Las Vegas is known for bright lights, neon and LED signs advertising its top attractions large and loudly. But the city is also synonymous with secrets and insider tips. And some of this valley’s so-called “hidden gems” truly are hidden, often in plain sight. Some are well-known, even advertised. Others are reserved for those in the know. But they’re all part of a hot new trend: the Las Vegas speakeasy. Here are five great spots you might miss if you’re not careful.
Ghost Donkey: When The Cosmopolitan of Las Vegas added a food court-style collection of restaurants on its second floor dining promenade in 2018, it reserved a secluded space behind the communal dining area for the New York mezcal bar Ghost Donkey. Today, guests brave enough to venture through an isolated door in the back, adorned with nothing more than a festively attired cartoon donkey, will find a south-of-the-border themed party room. The entire place is an Instagrammer’s dream. But the money shot is an only-in-Vegas order of nachos topped with summer truffles. The Cosmopolitan of Las Vegas, cosmopolitanlasvegas.com
The Underground: It should come as no surprise that the valley’s most historically accurate speakeasy is in the basement of The Mob Museum. Ostensibly a museum exhibit examining the history of Prohibition, The Underground seamlessly blends education, alcohol and fun. Guests enter by day via a staircase from the museum’s lobby. At night, however, visitors walk down a mildly sketchy (but completely safe) staircase, accessible from a driveway on the east side of the building, and ring the bell. Those who provide the doorman on the other side of a sliding peephole with the weekly password (availabl via social media), will gain entry to enjoy cocktails served inside hollowed-out books, and shots of moonshine brewed in the on-site still. 300 Stewart Ave., themobmuseum.org
The Laundry Room: While many local speakeasies feign exclusivity, access to this secluded spot in the back of Fremont Street’s Commonwealth is truly difficult to secure. Admission is reservation-only, and it usually books up two to three weeks in advance. Those reservations can only be secured by texting a secret number. Most customers are friends of past guests who had the number passed along.
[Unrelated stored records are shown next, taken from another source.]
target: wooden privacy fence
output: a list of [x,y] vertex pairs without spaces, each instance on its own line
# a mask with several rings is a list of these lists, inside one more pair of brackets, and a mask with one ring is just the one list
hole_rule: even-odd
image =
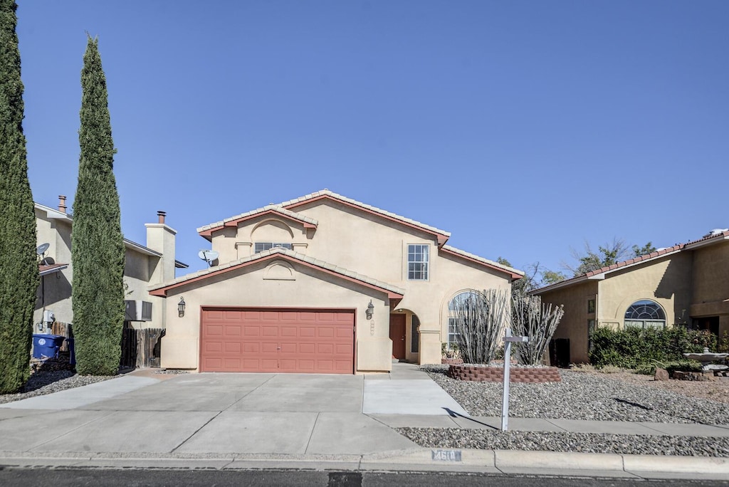
[[[66,338],[73,337],[73,327],[67,323],[53,323],[51,333]],[[119,367],[122,369],[160,367],[160,339],[165,335],[163,328],[135,330],[125,324],[122,331],[122,354]],[[69,342],[63,340],[61,351],[69,351]]]
[[160,366],[160,339],[165,335],[162,328],[135,330],[125,327],[122,334],[122,357],[120,367],[144,368]]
But if you spend any serious time downtown chatting with employees of various bars, you will probably find someone willing to share that number. Those who succeed are treated to an interactive, period-specific experience with bartenders who pride themselves on getting to know each customer and creating cocktails to suit their taste. 525 Fremont Street. commonwealthlv.com
Sara’s: Michael Symon’s Mabel’s BBQ in The Palms is a massive, casual party spot with communal portions of food served on metal trays, and an outdoor patio equipped with ping-pong and shuffleboard tables, with a stage for live music. Tucked behind a wall without any sign betraying its presence is an elegant throwback known as Sara’s that seats 40 to 50 people in its small lounge and patio areas. The limited dining menu spotlights elegant interpretations of classics, many prepared or finished tableside, while a formally dressed mixologist holds court at a gorgeous walk-up bar. To get the tap on the shoulder that will allow you to pass through its hidden door, you’ll need to call ahead for a reservation, or speak to your casino host. The Palms, mabelsbbqlv.com.
Greene St. Kitchen: OK, Greene St. is not a secret, especially when you consider the billboards The Palms put up to advertise it and its poolside brunch. But there’s still some speakeasy wow factor to the entry, which is hidden behind a Coca Cola machine in the resort’s vintage video arcade. Swing it open to reveal the entrance to a cavernous restaurant decorated with world-class street art. (Yes, that’s a real Banksy hanging behind the hostess stand.) The hip, eclectic menu offers some great dishes — from Jidori chicken skewer appetizers to a Fruity Pebble-flavored, space alien-shaped baked Alaska that arrives at the table in a cloud of dry ice. The Palms, greenstkitchen.com.